Introduction
Web scraping is one of the highest-leverage skills a Python developer can learn. Pricing data, job listings, real estate, sports stats, product reviews — most of the internet is structured data that nobody bothered to expose as an API. With 50 lines of Python, you can collect in seconds what would take a human days.
This guide covers everything you need to scrape professionally:
- Setup and the rules you must follow
- Your first scraper with
requests+BeautifulSoup - Handling JavaScript-heavy sites with Playwright
- Pagination, headers, rate limits, and other real-world problems
- Saving scraped data (CSV, JSON, SQLite)
- A full real-world example you can run today
Every code block here is production-ready.
Setup: Install What You Need
The two libraries you'll use for 90% of scraping work:
pip install requests beautifulsoup4 lxml
For JavaScript-rendered sites, add Playwright (better than Selenium in 2026):
pip install playwright
playwright install chromium
For saving data:
pip install pandas
That's the entire stack. You don't need Scrapy or any heavyweight framework for most projects.
The Rules (Don't Skip This)
Scraping carelessly will get your IP banned, your account suspended, or in rare cases — sued. Three rules keep you safe:
| Rule | Why |
|---|---|
Check /robots.txt |
Tells you what's off-limits (e.g., example.com/robots.txt) |
| Add delays between requests | Hammering a server is rude and triggers blocks |
| Set a real User-Agent | Lets the site identify you; some block default Python UAs |
Also: never scrape personal user data, paywalled content, or anything behind a login unless you own that login. Public, displayed-to-everyone data is fair game in most jurisdictions.
1. Your First Scraper
Let's scrape book titles and prices from books.toscrape.com — a sandbox site built for practicing:
import requests
from bs4 import BeautifulSoup
def scrape_books(url: str) -> list[dict]:
headers = {
"User-Agent": "Mozilla/5.0 (compatible; LearningScraper/1.0)"
}
response = requests.get(url, headers=headers, timeout=10)

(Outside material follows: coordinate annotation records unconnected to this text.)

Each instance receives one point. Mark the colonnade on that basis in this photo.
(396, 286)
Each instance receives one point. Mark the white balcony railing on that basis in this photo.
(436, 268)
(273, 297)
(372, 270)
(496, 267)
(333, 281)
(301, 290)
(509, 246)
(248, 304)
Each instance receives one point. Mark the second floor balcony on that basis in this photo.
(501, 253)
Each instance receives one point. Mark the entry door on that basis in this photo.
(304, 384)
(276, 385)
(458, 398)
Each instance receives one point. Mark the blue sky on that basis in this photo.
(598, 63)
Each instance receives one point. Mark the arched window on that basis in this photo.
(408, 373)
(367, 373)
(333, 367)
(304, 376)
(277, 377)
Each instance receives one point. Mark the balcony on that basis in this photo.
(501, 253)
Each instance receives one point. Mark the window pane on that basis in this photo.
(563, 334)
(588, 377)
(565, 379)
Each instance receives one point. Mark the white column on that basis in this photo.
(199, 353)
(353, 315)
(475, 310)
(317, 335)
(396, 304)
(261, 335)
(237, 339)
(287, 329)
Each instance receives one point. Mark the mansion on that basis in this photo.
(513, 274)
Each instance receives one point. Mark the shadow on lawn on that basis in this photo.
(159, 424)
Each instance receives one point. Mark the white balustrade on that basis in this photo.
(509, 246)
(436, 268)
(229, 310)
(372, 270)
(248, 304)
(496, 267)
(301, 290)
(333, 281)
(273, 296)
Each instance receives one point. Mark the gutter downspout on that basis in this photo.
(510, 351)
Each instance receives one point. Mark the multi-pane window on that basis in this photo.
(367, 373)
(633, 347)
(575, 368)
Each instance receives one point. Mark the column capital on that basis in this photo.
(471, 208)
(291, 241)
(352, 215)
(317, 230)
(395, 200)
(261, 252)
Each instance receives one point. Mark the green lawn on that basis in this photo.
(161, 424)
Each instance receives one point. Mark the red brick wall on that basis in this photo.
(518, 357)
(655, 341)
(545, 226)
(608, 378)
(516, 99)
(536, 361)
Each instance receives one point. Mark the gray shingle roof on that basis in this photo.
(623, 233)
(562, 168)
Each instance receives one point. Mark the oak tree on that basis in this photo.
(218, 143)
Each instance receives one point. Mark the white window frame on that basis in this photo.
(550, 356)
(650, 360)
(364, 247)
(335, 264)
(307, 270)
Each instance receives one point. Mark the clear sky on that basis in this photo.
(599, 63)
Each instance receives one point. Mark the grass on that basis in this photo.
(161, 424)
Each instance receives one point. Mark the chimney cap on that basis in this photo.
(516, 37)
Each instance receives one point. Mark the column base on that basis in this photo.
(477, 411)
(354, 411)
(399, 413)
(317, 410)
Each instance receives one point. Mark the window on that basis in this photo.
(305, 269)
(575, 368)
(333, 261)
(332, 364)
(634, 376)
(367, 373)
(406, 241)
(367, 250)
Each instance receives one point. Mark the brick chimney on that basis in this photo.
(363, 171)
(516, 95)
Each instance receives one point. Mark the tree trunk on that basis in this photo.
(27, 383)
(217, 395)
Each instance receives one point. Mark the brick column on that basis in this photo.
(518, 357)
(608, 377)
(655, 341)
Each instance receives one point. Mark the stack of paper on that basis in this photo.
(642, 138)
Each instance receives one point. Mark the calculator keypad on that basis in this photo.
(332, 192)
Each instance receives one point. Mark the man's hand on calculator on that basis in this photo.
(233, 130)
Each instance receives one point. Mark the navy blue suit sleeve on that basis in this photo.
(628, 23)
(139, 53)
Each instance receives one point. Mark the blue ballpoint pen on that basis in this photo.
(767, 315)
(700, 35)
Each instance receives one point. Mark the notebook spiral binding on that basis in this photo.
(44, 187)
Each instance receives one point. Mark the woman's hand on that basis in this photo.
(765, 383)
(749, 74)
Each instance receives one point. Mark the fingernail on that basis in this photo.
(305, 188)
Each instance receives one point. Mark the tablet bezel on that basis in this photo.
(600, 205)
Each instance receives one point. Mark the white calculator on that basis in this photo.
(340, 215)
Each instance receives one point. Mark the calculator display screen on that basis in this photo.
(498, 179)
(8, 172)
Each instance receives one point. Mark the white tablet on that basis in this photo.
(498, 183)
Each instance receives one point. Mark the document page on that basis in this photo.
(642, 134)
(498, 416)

response.raise_for_status()
soup = BeautifulSoup(response.text, "lxml")
books = []
for article in soup.select("article.product_pod"):
title = article.select_one("h3 a")["title"]
price = article.select_one(".price_color").get_text(strip=True)
availability = article.select_one(".availability").get_text(strip=True)
books.append({
"title": title,
"price": price,
"availability": availability,
})
return books
if __name__ == "__main__":
data = scrape_books("https://books.toscrape.com/")
for book in data[:5]:
print(book)
print(f"\nTotal: {len(data)} books scraped")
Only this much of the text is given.